Cellulose is a basic material for the manufacture of filters and adsorbent materials, as well as for the removal of contaminants, especially in food, pharma and other industries. The goal of this research is to see how a novel arrangement of biomass resources (hybrid biomass) can be used to improve the characteristics and behavior of microcrystalline cellulose (MCC) produced by the traditional method of acid hydrolysis.
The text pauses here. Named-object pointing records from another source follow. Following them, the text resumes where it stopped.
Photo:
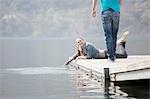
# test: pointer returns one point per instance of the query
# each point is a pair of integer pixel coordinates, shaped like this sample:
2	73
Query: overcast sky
65	18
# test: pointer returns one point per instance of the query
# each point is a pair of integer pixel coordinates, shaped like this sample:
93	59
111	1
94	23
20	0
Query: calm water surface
59	83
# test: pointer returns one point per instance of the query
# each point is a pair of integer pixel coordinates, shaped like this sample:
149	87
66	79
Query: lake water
60	83
32	68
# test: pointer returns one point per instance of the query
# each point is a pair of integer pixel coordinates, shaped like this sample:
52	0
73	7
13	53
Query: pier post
106	81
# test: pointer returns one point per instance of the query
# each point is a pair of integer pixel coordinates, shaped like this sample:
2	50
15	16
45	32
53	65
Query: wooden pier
133	68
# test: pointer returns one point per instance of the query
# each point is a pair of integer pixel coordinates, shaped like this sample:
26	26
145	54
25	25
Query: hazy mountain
65	18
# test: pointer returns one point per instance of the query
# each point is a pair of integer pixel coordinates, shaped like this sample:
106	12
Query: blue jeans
110	21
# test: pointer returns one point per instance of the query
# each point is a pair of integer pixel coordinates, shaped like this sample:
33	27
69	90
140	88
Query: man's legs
115	27
121	45
107	20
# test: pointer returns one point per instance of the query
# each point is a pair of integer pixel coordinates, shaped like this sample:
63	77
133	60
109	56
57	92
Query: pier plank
122	68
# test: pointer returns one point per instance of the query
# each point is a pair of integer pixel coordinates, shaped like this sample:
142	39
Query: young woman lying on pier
86	50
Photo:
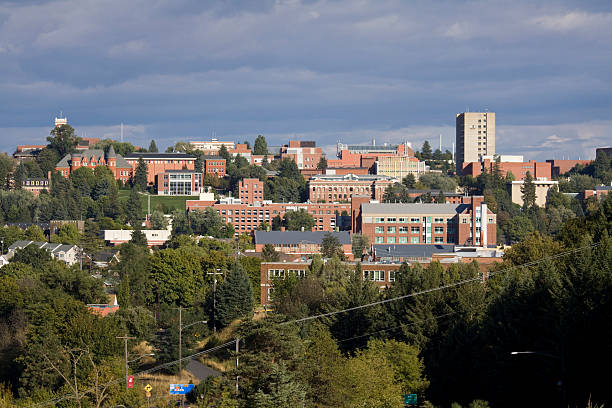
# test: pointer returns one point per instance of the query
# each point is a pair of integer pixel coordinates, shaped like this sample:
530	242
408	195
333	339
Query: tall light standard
561	382
218	272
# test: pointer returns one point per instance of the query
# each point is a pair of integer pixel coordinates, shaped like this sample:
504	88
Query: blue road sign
180	389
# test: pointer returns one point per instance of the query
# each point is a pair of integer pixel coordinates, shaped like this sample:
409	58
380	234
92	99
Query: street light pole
125	339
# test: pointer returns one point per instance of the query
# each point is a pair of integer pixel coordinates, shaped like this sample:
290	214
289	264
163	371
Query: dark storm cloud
328	70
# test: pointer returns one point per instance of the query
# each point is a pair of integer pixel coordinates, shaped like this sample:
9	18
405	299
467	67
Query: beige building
542	187
475	137
399	166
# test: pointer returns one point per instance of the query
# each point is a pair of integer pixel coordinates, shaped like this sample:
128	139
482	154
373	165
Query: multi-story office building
160	162
399	166
459	224
250	190
475	137
247	218
305	154
179	182
330	188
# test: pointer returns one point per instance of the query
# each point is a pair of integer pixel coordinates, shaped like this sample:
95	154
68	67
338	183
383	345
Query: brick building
301	242
214	165
250	190
305	154
178	182
381	274
92	158
333	188
459	224
247	218
160	162
399	166
560	167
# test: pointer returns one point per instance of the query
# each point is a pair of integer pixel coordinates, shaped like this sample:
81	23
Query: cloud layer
326	70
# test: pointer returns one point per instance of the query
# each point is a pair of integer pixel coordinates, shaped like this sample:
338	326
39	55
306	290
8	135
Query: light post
561	382
215	297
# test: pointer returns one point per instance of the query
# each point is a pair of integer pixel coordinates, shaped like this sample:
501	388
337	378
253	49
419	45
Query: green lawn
164	203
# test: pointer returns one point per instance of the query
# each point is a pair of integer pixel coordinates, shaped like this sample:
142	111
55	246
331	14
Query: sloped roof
299	237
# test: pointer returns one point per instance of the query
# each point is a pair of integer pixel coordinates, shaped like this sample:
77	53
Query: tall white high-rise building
475	137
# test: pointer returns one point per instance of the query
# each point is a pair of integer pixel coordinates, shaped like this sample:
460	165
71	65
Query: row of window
412	240
413	220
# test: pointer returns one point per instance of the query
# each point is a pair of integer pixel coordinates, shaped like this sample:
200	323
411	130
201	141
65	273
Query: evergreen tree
528	190
141	175
133	208
153	147
234	296
261	146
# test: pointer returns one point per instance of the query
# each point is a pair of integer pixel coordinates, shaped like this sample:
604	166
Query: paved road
200	370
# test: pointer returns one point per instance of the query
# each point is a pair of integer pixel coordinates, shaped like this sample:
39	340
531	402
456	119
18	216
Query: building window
276	273
378	276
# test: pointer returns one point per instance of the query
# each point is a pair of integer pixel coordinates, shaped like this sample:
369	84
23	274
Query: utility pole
237	350
214	298
125	339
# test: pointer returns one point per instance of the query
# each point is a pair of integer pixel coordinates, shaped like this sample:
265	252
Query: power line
450	285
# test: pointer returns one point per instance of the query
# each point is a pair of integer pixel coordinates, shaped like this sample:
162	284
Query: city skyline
323	71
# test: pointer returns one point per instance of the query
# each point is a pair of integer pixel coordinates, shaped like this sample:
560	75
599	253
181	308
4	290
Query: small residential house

Chemical oxidation cum exfoliation was used to synthesize graphene oxide (GO) nanoparticles, which were then composited with microcrystalline cellulose (GOMCC) and used for metformin (MFM) adsorption from an aqueous medium. The GOMCC characterized using particle size distribution, X-ray analysis (XRD), Raman spectra analysis, Fourier transform infrared spectroscopy (FTIR), field-emission scanning electron microscopy (FESEM) analysis, and transmission electron microscopy (TEM). The GOMCC that had been prepared was mesoporous and had a reasonable surface area (196 m2/g), with a pore volume of 0.134 cm3/g and pore width of 17.85 nm. Batch-mode adsorption was performed at various temperatures (288, 303, and 318 K), GOMCC amounts (50, 100, and 150 mg), MFM concentrations (30, 50, and 70 mg/L), and pH values (4.5, 6.5, and 8.5) and were investigated with the Box-Behnken statistical design. The machine learning, models─Support Vector Machine (SVM), Gaussian Process Regression (GPR), Regression Trees (TREE), and Ensemble of Regression Trees (Ensemble)─are used to predict the adsorptive removal of MFM onto GOMCC from the BBD design input. Different isotherm equations and various kinetic models were used to assess the sorption data and ideal values were determined using the sum of normalized errors methodology. MFM maximal sorption capacity was investigated to be 132.10 mg/g. The kinetics revealed that the pseudo-first-order model fit the data exactly. MFM sorption was found to be spontaneous (ΔG°) and exothermic (ΔH°) in a thermodynamic analysis. The chemisorption of MFM onto GOMCC was followed by subsequent pore diffusion, which was exothermic and spontaneous. The main mechanisms responsible for the removal of MFM were found to be π–π interactions, alone interactions, sulfur interactions, hydrophobic and hydrogen bonding.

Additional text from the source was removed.